The Wizard of Oz is a 1939 American musical fantasy film produced by Metro-Goldwyn-Mayer. Widely considered to be one of the greatest films in cinema history, it is the best-known and most commercially successful adaptation of L. Frank Baum’s 1900 children’s book The Wonderful Wizard of Oz.
It was directed primarily by Victor Fleming. It stars Judy Garland as Dorothy Gale, alongside Ray Bolger, Jack Haley, Bert Lahr, Frank Morgan, Billie Burke and Margaret Hamilton, with Charley Grapewin, Pat Walshe and Clara Blandick, Terry (billed as Toto), and Singer’s Midgets as the Munchkins.
Legendary for its use of Technicolor, fantasy storytelling, musical score, and memorable characters, it has become an icon of American popular culture. It was nominated for six Academy Awards, including Best Picture, but lost to Gone with the Wind. It did win in two other categories, including Best Original Song for “Over the Rainbow” and Best Original Score by Herbert Stothart.
Based on the book by L. Frank Baum, little Kansas farm girl, Dorothy Gale, and her dog Toto are blown away in a tornado and land in a fairyland named Oz. Here she meets a very unusual cast of characters – the Scarecrow, Tin Woodman, and Cowardly Lion, and together they go on a quest to see the Wizard of Oz, each of them seeking what they want most in life. Making their way along the Yellow Brick Road through a series of hair-raising encounters, they arrive at the Emerald City only to be told by the Wizard that they first must kill the Wicked Witch of the West before he will grant their wishes.
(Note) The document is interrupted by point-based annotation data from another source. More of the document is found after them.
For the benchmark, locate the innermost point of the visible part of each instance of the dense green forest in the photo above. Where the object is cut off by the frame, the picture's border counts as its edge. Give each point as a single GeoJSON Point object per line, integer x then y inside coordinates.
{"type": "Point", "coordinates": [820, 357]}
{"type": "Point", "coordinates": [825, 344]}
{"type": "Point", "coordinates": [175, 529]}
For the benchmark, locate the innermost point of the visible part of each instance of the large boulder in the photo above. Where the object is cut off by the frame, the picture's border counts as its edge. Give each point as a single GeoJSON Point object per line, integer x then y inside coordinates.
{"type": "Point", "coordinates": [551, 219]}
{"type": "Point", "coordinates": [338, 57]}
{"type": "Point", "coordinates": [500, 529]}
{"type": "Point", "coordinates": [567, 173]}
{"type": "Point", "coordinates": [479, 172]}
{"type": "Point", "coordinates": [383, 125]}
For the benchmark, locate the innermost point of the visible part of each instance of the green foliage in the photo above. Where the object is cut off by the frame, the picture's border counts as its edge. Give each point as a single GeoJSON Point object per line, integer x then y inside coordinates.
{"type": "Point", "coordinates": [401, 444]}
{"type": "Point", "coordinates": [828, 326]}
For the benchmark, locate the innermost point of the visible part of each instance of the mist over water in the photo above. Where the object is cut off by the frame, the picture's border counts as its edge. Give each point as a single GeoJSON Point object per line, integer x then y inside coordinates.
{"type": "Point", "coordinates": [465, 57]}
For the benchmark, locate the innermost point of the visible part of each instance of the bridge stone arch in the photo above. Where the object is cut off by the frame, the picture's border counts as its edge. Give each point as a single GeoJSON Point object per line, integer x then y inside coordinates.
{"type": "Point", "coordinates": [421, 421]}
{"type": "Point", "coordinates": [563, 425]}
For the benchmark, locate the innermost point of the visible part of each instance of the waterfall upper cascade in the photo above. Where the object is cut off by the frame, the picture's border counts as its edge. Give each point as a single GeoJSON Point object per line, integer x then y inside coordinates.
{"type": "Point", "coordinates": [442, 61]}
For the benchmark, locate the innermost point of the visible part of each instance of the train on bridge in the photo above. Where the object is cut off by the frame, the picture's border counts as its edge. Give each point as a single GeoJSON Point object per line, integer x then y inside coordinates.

They eventually overcome many dangerous challenges and dispose of the witch (although quite by accident), and return only to find that the Wizard is really just a humbug. He craftily addresses everyone’s wish but Dorothy’s, which is to return home to Kansas. So once more Dorothy and her friends set out, this time to find the Good Witch of the South. These last adventures end happily with Dorothy and Toto returning home, thanks to something she had all along.